- Folha de S. Paulo
"Politização" e "partidarização" do STF. As acusações, originárias especialmente do PT e de sua área de influência, deram o tom da resistência à indicação de Alexandre de Moraes. Afora as calúnias habituais veiculadas pela pistolagem petista nos porões da internet, a crítica faz sentido. Mas quem começou foi o próprio PT, com Ricardo Lewandowski e Dias Toffoli.
O que é "politização"? Nas democracias, cortes constitucionais sempre fazem política, no sentido amplo. (Nas ditaduras, também o fazem, mas seguindo ordens do ditador). Ao longo do século 20, a Suprema Corte dos EUA oscilou entre decisões que conferiram constitucionalidade às leis estaduais de discriminação racial e sentenças que baniram, em definitivo, a legislação racista. A Constituição permaneceu a mesma; os tempos mudaram –e, com eles, os valores dominantes.
A lei está incrustada no domínio plástico da política, não no mármore da eternidade. A indicação presidencial de ministros do STF e sua aprovação pelo Senado configuram uma politização virtuosa. O resultado é uma corte suprema que reflete os valores majoritários expressos nas urnas durante um lapso temporal relativamente longo –ou seja, o "espírito da época".
Na Bolívia, em contraste, os magistrados são eleitos diretamente pelo povo, o que viola o princípio da independência dos tribunais, reduzindo o Judiciário à condição de caixa de ressonância do governo de turno.
No STF, do decano Celso de Mello, indicado por Sarney em 1989, a Edson Fachin, indicado por Dilma em 2015, passando por Marco Aurélio (Collor, 1990), Gilmar Mendes (FHC, 2002) e por outros quatro ministros indicados nos governos lulopetistas, funcionou a regra da "politização democrática". Mesmo os casos extremos de Roberto Barroso e Fachin, porta-bandeiras do neoconstitucionalismo radical, uma corrente ideológica que almeja transferir o poder de legislar para juízes iluminados, inscrevem-se na regra do jogo.
Mas o jogo democrático é envenenado quando a "politização" alarga-se até abranger a tentativa de captura partidária do STF. Lewandowski, um lulista fiel desde os tempos de São Bernardo, e Toffoli, jovem advogado da CUT e do PT, foram guindados ao STF entre 2006 e 2009, no contexto do processo do mensalão.
Lula não os indicou em nome de valores políticos de fundo, mas das funções úteis que poderiam cumprir em defesa dos réus detentores da prerrogativa de foro. Toffoli pagou sua "dívida de sangue" na revisão da sentença original do mensalão e, em seguida, declarou independência. Lewandowski seguiu impávido na sua missão partidária, até atingir um ápice, fatiando a Constituição para preservar os direitos políticos de Dilma.
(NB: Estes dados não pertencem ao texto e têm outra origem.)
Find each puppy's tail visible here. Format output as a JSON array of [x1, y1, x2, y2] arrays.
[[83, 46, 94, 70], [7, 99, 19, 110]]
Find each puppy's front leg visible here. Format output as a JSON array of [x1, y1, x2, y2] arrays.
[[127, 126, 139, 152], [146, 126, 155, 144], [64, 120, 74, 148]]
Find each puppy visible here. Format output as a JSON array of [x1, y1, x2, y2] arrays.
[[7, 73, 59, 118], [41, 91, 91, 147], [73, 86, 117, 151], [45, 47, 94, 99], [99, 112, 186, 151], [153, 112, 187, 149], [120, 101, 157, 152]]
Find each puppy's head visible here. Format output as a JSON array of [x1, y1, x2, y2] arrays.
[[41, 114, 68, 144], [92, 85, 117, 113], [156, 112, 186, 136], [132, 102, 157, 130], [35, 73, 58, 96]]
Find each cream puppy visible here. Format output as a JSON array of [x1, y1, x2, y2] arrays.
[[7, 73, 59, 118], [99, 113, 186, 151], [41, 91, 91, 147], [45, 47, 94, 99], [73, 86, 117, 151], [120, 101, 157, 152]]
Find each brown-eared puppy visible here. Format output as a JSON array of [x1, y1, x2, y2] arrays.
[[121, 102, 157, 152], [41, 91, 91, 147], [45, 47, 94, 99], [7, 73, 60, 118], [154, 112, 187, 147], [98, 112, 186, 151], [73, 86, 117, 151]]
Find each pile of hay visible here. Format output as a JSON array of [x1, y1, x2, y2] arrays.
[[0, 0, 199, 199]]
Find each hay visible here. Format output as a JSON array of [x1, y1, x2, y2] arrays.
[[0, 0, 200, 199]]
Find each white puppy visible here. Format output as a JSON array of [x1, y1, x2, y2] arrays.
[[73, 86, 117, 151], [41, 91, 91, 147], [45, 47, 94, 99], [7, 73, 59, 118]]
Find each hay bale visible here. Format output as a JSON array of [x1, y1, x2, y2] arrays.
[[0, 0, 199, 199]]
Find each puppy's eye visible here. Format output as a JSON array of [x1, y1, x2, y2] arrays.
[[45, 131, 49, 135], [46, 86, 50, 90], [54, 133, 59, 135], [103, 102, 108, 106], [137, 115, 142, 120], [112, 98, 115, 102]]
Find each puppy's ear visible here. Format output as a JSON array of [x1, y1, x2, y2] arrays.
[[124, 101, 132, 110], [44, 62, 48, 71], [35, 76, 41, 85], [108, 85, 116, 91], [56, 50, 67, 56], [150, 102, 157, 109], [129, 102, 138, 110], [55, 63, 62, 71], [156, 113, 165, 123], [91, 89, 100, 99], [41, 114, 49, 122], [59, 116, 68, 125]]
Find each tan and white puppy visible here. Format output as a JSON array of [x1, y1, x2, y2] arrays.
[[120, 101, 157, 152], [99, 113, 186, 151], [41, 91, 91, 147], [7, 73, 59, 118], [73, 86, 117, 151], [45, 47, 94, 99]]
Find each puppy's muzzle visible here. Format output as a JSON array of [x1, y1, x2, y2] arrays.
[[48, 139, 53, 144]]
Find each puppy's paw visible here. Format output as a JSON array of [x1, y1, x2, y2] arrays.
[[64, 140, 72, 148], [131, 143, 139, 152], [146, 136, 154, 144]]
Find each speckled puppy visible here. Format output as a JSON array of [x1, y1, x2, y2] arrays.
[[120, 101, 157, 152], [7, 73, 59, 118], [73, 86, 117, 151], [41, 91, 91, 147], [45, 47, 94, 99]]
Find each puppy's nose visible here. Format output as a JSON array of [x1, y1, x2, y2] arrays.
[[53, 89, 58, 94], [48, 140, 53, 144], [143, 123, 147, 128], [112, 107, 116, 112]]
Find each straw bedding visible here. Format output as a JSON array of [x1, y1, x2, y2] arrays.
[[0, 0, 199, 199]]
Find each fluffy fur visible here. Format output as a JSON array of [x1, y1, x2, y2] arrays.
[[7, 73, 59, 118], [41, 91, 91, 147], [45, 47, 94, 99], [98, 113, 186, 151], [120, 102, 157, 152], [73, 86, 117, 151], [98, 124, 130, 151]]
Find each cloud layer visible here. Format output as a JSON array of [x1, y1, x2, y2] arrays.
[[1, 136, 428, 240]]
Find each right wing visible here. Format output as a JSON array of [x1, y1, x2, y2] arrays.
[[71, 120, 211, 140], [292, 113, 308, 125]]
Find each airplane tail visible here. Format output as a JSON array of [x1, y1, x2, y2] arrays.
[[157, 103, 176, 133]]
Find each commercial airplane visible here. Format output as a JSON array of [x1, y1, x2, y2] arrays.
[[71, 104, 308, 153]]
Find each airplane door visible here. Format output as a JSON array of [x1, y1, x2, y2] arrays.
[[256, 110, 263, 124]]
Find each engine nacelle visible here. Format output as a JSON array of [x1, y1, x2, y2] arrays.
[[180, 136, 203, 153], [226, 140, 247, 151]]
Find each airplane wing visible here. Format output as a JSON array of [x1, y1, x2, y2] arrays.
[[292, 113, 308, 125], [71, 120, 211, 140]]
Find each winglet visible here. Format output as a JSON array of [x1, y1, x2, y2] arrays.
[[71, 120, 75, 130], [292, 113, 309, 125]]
Temer imita Lula. Alexandre de Moraes está para Alckmin e o núcleo do PMDB como Lewandowski está para o lulismo –e seus votos, nos julgamentos da Lava Jato, padecerão de justificada suspeição de origem. Mas o problema de fundo não se encontra na ausência de escrúpulos de presidentes que alçam fieis partidários ao STF, pois isso sempre pode existir.
A crise tem raízes na conjunção temporal das devassas judiciais da corrupção nos altos círculos da República com a extensão exorbitante da prerrogativa de foro. Se a sorte da fina flor da elite política está nas mãos dos magistrados do Supremo, só a virtú dos presidentes separa a Corte da captura político-partidária. Mas virtú, como se sabe, não é mercadoria abundante na nossa república bananeira.
A solução, tão simples quanto improvável, é restringir radicalmente a quantidade de detentores de prerrogativa de foro, um privilégio hoje concedido aos amigos do rei e, tipicamente, até aos amigos dos amigos (ôps!). O corte do foro privilegiado não serviria, como asseveram demagogos em fúria santa, para prender um número maior de corruptos, mas para salvar o STF da politização viciosa.